A human guinea pig who sparked a major manhunt after he went missing earlier this month while taking part in a pioneering trial to find a vaccine for malaria was in hospital in the Netherlands last night.
Matthew Lloyd, a nurse at Southampton General Hospital, contacted local police and rang his parents in Somerset to tell them that he was safe and well before seeking medical attention.
Police have refused to reveal Mr Lloyd's location and the Foreign Office said that he had not sought consular assistance.
It was feared that the 35-year-old former sailor might be carrying the potentially fatal disease, which kills one million people each year. He rang in sick from his hospital job prior to an appointment 13 days ago at Oxford University's world-renowned Edward Jenner Institute to complete the trial, which he failed to attend.
His sudden disappearance led to fears his life could be at risk unless he received urgent medication to counteract the falciparum strain of the disease, with which he had been deliberately infected.
Six of the seven people taking part in the programme, which is carried out under strict conditions of anonymity, had shown symptoms as a result of their exposure to the disease.
Mr Lloyd's mother, Doreen Holland, 64, who made a number of emotional appeals urging her son to come forward, said he had contacted her by telephone. "He told us he was sorry – but I said don't apologise, you are not wanted for any crimes," she said.
Mr Lloyd, from Southampton, Hampshire, had no known links in Holland and his movements remain a mystery, police said.

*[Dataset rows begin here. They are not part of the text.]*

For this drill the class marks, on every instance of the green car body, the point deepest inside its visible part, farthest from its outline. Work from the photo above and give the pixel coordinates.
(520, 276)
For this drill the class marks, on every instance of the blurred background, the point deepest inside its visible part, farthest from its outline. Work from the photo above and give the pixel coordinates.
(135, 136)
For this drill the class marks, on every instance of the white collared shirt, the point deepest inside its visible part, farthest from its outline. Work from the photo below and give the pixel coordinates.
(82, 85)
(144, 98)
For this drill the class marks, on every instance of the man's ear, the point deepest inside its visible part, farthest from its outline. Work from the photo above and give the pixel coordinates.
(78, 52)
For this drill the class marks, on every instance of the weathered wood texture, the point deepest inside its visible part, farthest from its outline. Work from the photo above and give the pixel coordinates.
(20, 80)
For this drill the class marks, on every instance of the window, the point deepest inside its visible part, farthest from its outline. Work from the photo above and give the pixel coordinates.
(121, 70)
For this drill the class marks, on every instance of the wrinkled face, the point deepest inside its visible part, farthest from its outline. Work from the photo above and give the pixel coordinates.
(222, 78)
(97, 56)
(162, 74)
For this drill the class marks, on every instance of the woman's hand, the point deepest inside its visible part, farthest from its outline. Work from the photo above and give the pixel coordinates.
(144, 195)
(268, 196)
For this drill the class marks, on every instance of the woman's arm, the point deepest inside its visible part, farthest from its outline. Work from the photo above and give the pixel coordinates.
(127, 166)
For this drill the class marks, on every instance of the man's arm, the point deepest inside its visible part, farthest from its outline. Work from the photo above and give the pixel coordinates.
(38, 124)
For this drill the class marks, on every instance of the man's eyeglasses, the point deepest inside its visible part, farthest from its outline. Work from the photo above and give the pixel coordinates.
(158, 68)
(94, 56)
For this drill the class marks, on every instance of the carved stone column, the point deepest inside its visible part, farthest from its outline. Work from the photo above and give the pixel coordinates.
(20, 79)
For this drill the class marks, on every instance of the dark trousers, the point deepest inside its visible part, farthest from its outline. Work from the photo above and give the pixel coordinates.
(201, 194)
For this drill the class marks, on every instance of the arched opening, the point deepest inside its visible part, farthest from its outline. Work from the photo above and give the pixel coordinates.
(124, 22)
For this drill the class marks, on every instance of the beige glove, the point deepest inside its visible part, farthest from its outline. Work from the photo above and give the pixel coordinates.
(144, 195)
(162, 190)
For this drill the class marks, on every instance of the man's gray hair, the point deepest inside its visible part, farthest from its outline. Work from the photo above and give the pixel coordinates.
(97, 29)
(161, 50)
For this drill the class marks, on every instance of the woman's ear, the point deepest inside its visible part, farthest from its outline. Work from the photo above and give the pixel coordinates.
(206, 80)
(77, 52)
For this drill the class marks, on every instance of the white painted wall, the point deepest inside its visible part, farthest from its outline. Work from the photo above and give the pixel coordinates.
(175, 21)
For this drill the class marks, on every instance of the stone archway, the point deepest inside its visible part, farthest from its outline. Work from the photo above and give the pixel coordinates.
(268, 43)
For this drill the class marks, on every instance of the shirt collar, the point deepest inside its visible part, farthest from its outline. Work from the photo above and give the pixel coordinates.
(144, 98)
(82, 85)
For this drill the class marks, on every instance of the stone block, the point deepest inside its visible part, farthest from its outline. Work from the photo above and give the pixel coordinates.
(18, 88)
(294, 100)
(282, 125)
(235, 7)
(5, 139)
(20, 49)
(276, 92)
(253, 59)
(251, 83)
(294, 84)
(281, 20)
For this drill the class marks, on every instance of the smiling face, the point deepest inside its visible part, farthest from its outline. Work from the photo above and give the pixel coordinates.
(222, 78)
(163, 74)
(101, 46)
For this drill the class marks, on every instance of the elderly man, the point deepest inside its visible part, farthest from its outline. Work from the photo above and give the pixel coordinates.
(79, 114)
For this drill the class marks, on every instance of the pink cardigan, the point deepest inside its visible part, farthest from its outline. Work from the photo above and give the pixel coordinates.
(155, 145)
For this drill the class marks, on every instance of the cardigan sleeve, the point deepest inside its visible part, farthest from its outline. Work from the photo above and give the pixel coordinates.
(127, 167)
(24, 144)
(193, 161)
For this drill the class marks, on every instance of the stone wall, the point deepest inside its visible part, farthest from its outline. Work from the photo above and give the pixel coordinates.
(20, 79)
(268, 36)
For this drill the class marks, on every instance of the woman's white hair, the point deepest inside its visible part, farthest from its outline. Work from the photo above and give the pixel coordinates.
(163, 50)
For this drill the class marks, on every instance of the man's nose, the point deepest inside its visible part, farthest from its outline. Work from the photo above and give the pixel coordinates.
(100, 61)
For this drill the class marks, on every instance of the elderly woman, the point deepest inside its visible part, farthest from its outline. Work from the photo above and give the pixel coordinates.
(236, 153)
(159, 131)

A Hampshire police spokeswoman said that the investigation was now being phased out. "He has been admitted to hospital for a medical assessment and any relevant treatment he may require. We are currently awaiting updates from the Dutch medical profession and at this time, we do not yet know whether he has contracted malaria," she said.
Mr Lloyd was spotted on CCTV in King's Cross, London, and police suspected he had travelled abroad after they discovered that he had his passport and £900 in cash in his possession. He had also taken out cash from machines in Milton Keynes and Birmingham.
In a statement released by police during the search, Mr Lloyd's parents described him as a "responsible, ambitious and focused man". Mrs Holland said she feared that the drug trial may have left her son confused, prompting him to walk out of the job he loved, specialising in infectious diseases at Southampton General Hospital.
Police had smashed down the door of his one-bedroom flat and examined his laptop computer for clues.
The Edward Jenner Institute, which is funded by, among others, the Gates Foundation, founded by the Microsoft billionaire Bill Gates and his wife, Melinda, has been searching for a potential vaccine for malaria for the past decade.
Its successful discovery would prove one of the greatest public health breakthroughs of the 21st century, with 500 million cases of malaria occurring every year.